D’ici la fin de l’année, la région ex-yougoslave risque d’être à nouveau sous le feu des projecteurs. Le rapport Ahtisaari, remis au Conseil des Nations Unies en mars 2007, propose d’accorder au Kosovo le statut d’État indépendant sous le contrôle de la communauté internationale. La Russie menace d’utiliser son droit de veto si une telle résolution est votée sans qu’un compromis ait été trouvé par les deux parties, à savoir Belgrade et Pristina. Attendue pour la fin de l’année 2007, la résolution du statut final du Kosovo représente aujourd’hui l’axe déterminant qui menace l’apparente stabilité de la région, et ce, selon deux hypothèses largement évoquées ces derniers mois.
Tout d’abord, Agim Ceku, Premier ministre du gouvernement provisoire kosovar, a annoncé en juillet à un peuple frustré par la lenteur des négociations son intention de proclamer unilatéralement l’indépendance du Kosovo, probablement le 10 décembre, date butoir énoncée par l’ONU pour rendre son verdict sur la résolution du statut du Kosovo. Cette démarche a été officiellement soutenue par le Président Bush lors de sa visite au Kosovo le 10 mai 2007, pouvant ainsi renforcer le risque d’une dynamique de crise dans la région, et même au-delà (Transnistrie, Ossétie du Sud, Abkhazie). De plus, une partition du nord du Kosovo comme condition de l’indépendance a été évoquée par l’un des médiateurs de l’ONU en vue d’aboutir à un compromis entre Serbes et Albanais. Au-delà du Kosovo, le risque de partition est aussi encouru en Bosnie-Herzégovine et en Macédoine.

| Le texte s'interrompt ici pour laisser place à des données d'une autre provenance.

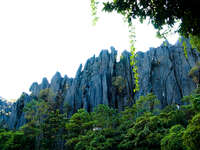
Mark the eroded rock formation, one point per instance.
(103, 80)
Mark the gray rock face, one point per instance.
(17, 117)
(5, 110)
(103, 80)
(163, 71)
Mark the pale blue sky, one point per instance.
(40, 37)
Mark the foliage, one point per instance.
(173, 140)
(160, 13)
(191, 136)
(140, 127)
(195, 73)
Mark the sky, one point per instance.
(40, 37)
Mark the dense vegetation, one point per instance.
(144, 126)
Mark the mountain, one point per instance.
(5, 110)
(104, 80)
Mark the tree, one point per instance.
(191, 136)
(160, 13)
(173, 140)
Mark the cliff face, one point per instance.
(103, 80)
(5, 110)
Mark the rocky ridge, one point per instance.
(103, 80)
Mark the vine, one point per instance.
(127, 19)
(93, 5)
(133, 61)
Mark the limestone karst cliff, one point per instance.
(103, 80)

L’accord de paix de Dayton, signé en 1995, divise la Bosnie-Herzégovine avec la création de deux entités : la République serbe de Bosnie et la Fédération croato-musulmane, qui s’avèrent en réalité bien plus fortes que l’État central bosnien. Les dirigeants nationalistes de ces entités attisent régulièrement les antagonismes entre les populations. Une révision des frontières du Kosovo selon des principes ethniques incitera les extrémistes de la République serbe de Bosnie à contester la souveraineté encore bien trop fragile du pays. Le Premier ministre de Bosnie, le serbe Nikola Spiric a démissionné le 1er novembre pour dénoncer la « gestion exclusive du pays » par la communauté internationale. Couplé à la crise du Kosovo, ce premier pas de délitement menace l’unité de l’État de Bosnie-Herzégovine.
Il est à craindre que cette crise accroisse l’irrédentisme de l’importante minorité albanaise de Macédoine qui représente 25% de la population, selon le recensement de 2004 validé par la communauté internationale. Les tensions ethniques de Macédoine sont apparues au grand jour lors des émeutes de 2001, les Albanais réclamant une plus grande autonomie et ne voulant pas être considérés comme une simple minorité. La Macédoine risque ainsi d’être partagée en deux parties ethniquement homogènes. Le 7 novembre 2007, des affrontements entre la police macédonienne et des groupes armés albanais ont fait quatre morts et de nombreux blessés. On peut craindre une propagation de ces tensions, malgré le refus des autorités macédoniennes de reconnaître des quelconques tensions ethniques.
Face à la situation actuelle, plusieurs questions peuvent être posées : Belgrade va-t-il intervenir militairement ? Va-t-on assister à de nouveaux déplacements de population ? Quel va être le sort des minorités ? Va-t-il y avoir de nouvelles violences ? La communauté internationale sera-t-elle prête à faire face à la situation ? Une chose est sûre, la dislocation de l’ex-Yougoslavie se poursuit et s’achemine vers la création d’États ethniques. Certains éléments entravent la construction de la paix : difficile retour des réfugiés, faiblesse de l’appareil judiciaire à inculper tous les auteurs des crimes de guerre des années 1990, montée de l’ethnocentrisme et blocages politiques. Relativement passive, compte tenu de son impuissance à surmonter ces obstacles, la communauté internationale semble valider le concept de stabilité régionale par l’homogénéisation ethnique.